The most impressive thing about Neeraj is his athleticism. He can do the most crazy things of all compared to a lot of other Indian javelin throwers. On his first try, he could climb up the rope using just his arms. And also doing athletic things on the high bar and the parallel bars. In the beginning of the year (2019), we went twice a week to the gymnastics hall in Patiala.

Gymnastics is very important for the javelin throw. It aids in overall coordination and it makes high demands on your body that other exercises don't. It's like if you were running, you might not give a hundred percent unless there is a dog behind you. Gymnastics helped in the general strengthening of his shoulder and overall coordination. It also boosted his reaction time and awareness of the body. And it also forced him to be at a high level of concentration because if you don't, you will fall. Not everyone gets this right away. Neeraj is one who picks it up very quickly. For the others it takes time and that reflects on their performances.

The thought process

Not only is he a model athlete with defined muscle structure but he also knows how to use it. Some people don't have the brain to know how to use it. Athletes at the world-class level have an influence on their own training programme by specifying modifying exercises. Neeraj is always thinking: How can I do it better? How can I move my hip better? How can I block and stretch?

He does a lot of reflecting. Some athletes don't do it at all or do it at a rudimentary level. This limits their performances. If you aren't fully involved and understand what you are doing... Neeraj is doing this. He understands very well. The Chinese have a saying - the teacher opens only the door. You must enter yourself to the knowledge.


He is an excellent sprinter and jumper and so his run-up is very fast. He's been getting faster and faster over time - there's a remarkable difference between how he was at the start of his training and now. And he was really fast before the Olympics. We did once time him in training when he was running in with full power. We didn't do too much because there is a risk of hamstring strain but he covered 30m in around 3 seconds. Then when he made the three hops, each jump was about 3.20 to 3.40m. So he covered about 10m this way. He is really fast compared to the other athletes - even someone like Usain Bolt will have a peak speed of about 12m/s in his 100m sprint.

In competition Neeraj was running in really aggressively. I think at the Olympics, he was the fastest runner in the approach. He gains a lot of energy which is then released in the javelin. I informally measured him at around 10m/s (36kmph).

His body-bend

After that there is the way he bends his body in the way of a dhanush (bow). I've compared the javelin thrower's body to a bow and the last step before release is as if you are pre-stretching the bow. The body is a bow and the key to a good throw is to release the javelin at a high speed. That gives him an arm delay and only after that he shoots it. This moment of release is something he does very well. Some people bring the arm too early and that isn't optimal.

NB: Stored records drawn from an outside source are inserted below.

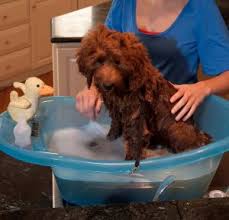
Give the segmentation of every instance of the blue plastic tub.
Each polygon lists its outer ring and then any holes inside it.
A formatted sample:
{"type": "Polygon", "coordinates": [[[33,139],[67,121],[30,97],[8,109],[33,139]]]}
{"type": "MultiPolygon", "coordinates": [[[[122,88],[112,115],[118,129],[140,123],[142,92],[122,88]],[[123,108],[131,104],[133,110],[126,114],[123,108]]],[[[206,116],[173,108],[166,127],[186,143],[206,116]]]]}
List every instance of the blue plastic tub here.
{"type": "MultiPolygon", "coordinates": [[[[18,160],[51,167],[61,196],[69,203],[95,205],[200,198],[208,190],[223,153],[229,150],[229,102],[212,96],[201,105],[195,118],[215,142],[190,152],[144,160],[136,174],[130,175],[133,161],[89,160],[50,152],[48,143],[55,131],[88,123],[74,106],[71,97],[41,99],[38,112],[41,133],[33,138],[31,149],[14,145],[15,123],[8,113],[0,115],[0,150],[18,160]]],[[[110,122],[104,112],[98,121],[110,122]]]]}

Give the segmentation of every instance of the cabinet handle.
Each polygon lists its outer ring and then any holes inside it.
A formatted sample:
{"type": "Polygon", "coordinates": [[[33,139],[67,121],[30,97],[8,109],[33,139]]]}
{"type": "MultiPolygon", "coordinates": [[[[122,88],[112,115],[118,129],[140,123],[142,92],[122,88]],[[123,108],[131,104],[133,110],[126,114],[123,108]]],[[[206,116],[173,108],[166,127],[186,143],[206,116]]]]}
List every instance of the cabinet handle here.
{"type": "Polygon", "coordinates": [[[11,65],[6,65],[6,70],[10,70],[12,68],[11,65]]]}
{"type": "Polygon", "coordinates": [[[9,45],[10,42],[8,40],[5,41],[5,45],[9,45]]]}
{"type": "Polygon", "coordinates": [[[7,18],[8,18],[7,15],[3,15],[3,17],[2,17],[3,20],[6,20],[7,18]]]}
{"type": "Polygon", "coordinates": [[[32,6],[32,8],[33,8],[33,9],[36,9],[36,8],[37,8],[37,5],[36,5],[36,4],[35,4],[35,5],[33,5],[33,6],[32,6]]]}

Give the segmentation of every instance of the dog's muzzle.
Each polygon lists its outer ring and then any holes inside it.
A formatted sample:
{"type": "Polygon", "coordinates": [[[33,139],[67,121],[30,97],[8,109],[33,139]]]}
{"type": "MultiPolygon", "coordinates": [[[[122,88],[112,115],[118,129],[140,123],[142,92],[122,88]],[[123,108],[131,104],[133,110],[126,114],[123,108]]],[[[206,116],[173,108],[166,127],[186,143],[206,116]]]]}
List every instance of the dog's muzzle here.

What I don't like about his throw

I'm not very happy when he falls forward and lands in the push up position after making his throw. I call it the 'headfirst plunge'. In one way it is understandable. When you follow through with so much effort with your upper torso, your whole body has a downward force acting upon it. It is a little tricky because you can mess up the release if it goes wrong. Magnus Kirt, the 2019 World Championship silver medallist who missed the Olympics, injured his shoulder this way or it aggravated something. With this high speed, to jump like this is risky. We advise Neeraj not to do this. And in training he doesn't do it. Even when he did the 90m throw (in Uppsala) he never does it. Because he is in training, he is often in a much better position than in competition.